Approximately one-third of pheochromocytomas/paragangliomas are associated with a familial hereditary condition. Multiple genes have been implicated in the predisposition to pheochromocytoma/paraganglioma. Pheochromocytomas/paragangliomas have been linked to patients with von Hippel-Lindau (VHL) syndrome, neurofibromatosis 1 (NF1), and multiple endocrine neoplasia, type II (MEN2). In addition, familial pheochromocytomas/paragangliomas have been linked to mutations in the succinate dehydrogenase (SDH) genes, most commonly SDHB, SDHD, and SDHC. Recently, mutations in the TMEM127 and SDHAF2 genes have also been linked to hereditary pheochromocytomas/paragangliomas.
We accept patients with any pheo/para-related mutations into our protocol. We also may be able to provide genetic testing to family members of patients known to have a mutation in these genes, particularly in the SDH genes.
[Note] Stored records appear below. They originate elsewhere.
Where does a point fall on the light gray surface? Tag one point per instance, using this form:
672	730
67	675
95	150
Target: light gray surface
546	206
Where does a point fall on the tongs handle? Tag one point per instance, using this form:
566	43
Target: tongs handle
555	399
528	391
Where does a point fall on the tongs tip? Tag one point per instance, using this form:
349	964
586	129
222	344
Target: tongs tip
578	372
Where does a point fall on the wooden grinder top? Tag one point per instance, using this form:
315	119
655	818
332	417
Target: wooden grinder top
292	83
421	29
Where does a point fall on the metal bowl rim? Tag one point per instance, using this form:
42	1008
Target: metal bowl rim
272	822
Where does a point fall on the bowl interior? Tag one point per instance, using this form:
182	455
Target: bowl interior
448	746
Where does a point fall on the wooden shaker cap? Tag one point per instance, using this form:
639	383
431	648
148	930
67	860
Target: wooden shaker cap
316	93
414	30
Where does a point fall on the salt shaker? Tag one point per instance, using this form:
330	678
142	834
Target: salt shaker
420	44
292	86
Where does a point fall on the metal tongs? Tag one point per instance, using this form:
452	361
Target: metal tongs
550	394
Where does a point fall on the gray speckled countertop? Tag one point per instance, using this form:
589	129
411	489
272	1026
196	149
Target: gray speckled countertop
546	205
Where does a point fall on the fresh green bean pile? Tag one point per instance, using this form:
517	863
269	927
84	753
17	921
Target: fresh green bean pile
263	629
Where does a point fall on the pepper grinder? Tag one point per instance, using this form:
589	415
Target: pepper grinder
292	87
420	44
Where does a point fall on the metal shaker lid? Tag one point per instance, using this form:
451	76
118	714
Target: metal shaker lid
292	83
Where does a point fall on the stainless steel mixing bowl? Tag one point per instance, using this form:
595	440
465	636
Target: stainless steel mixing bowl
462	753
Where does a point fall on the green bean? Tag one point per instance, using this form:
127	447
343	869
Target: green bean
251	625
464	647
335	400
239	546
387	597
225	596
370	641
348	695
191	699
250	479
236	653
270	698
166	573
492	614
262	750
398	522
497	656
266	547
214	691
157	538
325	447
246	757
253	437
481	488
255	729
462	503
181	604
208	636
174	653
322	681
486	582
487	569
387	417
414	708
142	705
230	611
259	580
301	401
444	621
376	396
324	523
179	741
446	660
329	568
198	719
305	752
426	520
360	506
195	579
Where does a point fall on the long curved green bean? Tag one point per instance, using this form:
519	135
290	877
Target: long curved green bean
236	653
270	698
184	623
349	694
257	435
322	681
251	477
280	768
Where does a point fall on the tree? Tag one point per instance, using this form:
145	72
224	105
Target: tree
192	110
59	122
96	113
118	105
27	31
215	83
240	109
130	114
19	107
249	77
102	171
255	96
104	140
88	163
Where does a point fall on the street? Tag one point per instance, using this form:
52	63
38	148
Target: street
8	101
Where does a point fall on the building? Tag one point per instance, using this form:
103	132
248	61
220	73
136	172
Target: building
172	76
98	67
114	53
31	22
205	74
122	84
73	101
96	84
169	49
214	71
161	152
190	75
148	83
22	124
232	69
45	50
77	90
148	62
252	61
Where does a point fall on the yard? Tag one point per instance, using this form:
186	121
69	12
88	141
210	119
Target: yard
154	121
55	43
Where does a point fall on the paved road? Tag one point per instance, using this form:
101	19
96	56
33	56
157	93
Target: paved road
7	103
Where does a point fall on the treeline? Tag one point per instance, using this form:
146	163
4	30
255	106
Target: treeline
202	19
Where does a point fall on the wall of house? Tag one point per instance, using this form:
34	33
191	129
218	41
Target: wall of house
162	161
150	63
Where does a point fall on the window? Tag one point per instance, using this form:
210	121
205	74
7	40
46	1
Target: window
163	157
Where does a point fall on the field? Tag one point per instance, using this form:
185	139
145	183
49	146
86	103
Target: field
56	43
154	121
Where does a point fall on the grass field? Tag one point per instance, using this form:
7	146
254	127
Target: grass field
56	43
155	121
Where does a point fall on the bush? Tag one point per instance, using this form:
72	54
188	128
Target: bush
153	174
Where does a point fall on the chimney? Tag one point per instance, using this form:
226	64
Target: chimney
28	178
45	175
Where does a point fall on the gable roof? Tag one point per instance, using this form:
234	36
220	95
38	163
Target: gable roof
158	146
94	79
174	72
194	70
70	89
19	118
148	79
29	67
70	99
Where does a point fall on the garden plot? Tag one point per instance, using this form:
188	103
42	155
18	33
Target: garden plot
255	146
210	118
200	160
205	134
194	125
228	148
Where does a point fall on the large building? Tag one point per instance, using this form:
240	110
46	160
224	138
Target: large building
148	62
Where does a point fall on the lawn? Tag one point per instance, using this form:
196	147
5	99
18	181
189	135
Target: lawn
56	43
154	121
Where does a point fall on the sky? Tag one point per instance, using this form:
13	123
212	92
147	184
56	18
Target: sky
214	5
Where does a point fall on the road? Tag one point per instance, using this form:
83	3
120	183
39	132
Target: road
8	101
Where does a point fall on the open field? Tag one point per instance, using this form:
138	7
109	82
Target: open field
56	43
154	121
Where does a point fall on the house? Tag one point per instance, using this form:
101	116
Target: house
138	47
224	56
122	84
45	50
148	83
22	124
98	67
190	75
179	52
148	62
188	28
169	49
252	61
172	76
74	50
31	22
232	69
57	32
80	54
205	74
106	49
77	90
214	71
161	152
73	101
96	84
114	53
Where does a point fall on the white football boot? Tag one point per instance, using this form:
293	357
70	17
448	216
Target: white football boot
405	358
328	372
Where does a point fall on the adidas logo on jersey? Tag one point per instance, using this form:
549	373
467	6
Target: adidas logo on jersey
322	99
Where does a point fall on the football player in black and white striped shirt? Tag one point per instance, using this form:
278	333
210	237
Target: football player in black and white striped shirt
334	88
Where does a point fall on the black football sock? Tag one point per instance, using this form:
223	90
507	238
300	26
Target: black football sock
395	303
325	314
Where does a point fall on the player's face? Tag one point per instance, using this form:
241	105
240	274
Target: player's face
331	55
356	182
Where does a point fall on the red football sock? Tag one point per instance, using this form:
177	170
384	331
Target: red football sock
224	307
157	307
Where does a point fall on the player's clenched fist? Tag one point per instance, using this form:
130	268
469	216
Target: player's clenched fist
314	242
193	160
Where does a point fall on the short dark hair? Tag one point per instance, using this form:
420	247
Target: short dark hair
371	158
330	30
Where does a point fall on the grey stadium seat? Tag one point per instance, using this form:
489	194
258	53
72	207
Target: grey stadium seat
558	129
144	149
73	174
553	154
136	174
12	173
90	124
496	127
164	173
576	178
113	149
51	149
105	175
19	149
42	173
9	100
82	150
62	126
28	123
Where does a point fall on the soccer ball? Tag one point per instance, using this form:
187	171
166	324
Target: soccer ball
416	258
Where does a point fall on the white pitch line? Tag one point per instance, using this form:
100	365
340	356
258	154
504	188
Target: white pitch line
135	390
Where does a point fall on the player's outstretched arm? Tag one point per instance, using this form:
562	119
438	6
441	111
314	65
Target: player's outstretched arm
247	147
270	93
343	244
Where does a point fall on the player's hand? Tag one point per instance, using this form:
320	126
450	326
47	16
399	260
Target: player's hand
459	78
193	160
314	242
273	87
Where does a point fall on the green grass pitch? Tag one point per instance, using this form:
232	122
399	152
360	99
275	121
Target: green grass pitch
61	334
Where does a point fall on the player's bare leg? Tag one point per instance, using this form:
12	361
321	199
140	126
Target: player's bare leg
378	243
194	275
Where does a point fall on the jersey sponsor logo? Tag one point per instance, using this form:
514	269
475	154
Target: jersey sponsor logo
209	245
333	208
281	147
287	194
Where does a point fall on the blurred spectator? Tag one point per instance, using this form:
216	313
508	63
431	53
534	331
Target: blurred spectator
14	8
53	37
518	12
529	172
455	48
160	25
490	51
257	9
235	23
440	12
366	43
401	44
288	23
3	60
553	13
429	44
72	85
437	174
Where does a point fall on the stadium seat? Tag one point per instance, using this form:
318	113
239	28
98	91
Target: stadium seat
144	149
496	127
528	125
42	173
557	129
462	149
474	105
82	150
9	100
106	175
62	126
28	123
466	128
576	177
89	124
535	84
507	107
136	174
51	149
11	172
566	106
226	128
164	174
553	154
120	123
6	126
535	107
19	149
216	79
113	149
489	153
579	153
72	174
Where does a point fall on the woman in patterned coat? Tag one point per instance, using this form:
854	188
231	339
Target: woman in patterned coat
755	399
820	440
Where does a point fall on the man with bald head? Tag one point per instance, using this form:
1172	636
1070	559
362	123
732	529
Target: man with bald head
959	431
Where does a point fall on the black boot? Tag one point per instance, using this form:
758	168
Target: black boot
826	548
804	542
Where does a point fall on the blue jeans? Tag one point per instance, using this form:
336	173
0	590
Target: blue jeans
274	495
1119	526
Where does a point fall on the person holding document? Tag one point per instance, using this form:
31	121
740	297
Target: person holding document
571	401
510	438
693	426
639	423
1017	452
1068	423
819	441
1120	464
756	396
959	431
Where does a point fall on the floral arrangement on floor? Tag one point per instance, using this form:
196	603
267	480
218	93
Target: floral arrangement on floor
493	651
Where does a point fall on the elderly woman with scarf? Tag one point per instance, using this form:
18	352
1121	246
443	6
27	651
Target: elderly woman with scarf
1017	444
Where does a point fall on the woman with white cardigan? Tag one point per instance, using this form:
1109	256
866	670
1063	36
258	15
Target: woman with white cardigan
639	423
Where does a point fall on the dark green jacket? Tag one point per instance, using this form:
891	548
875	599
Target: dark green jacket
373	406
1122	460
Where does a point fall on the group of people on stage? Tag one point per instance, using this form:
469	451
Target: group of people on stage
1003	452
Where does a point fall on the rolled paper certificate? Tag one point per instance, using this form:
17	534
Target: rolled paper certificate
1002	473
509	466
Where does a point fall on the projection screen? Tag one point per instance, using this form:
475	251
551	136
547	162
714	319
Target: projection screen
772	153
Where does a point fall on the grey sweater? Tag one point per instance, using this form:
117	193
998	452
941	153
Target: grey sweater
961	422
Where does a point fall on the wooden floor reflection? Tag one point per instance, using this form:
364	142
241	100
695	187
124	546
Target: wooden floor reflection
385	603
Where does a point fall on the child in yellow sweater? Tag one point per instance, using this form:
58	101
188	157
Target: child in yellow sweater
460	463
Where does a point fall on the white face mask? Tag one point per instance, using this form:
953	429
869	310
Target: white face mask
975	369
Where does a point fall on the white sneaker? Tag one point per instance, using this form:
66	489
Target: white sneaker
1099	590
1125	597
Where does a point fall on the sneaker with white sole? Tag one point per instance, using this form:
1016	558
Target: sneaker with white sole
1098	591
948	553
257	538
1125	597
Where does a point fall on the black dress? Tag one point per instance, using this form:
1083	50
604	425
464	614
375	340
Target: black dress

More pheo/para-related genetic information can be found below.
Basic DNA information
DNA is the molecule that contains the information responsible for much of our development, physical characteristics, and bodily functions. DNA can almost be thought of as an instruction manual found in all of the cells within our body, telling them what to do and how to behave and grow. Information on DNA is contained in units called genes. If DNA is the instruction manual, genes are the words. These genes are translated by the cells into proteins, which actually carry out the functions specified in the DNA. A mutation is a change in one letter of the DNA, like a typo in a word. Since the instructions are different, the protein is often altered, which often affects its ability to function properly. This can have detrimental effects on the cell, which can lead to various symptoms and conditions, depending on the mutation and gene.
Gene mutations occur in two ways: they can be inherited from a parent or acquired during a person's lifetime. Mutations that are passed from parent to child are called "hereditary" or "germline" mutations (because they are present in the egg and sperm cells, which are also called germ cells). This type of mutation is present throughout a person's life in virtually every cell in the body. Mutations that occur just after fertilization are called "new" or de novo mutations. De novo mutations may explain genetic disorders in which an affected child has a mutation in every cell, but has no family history of the disorder.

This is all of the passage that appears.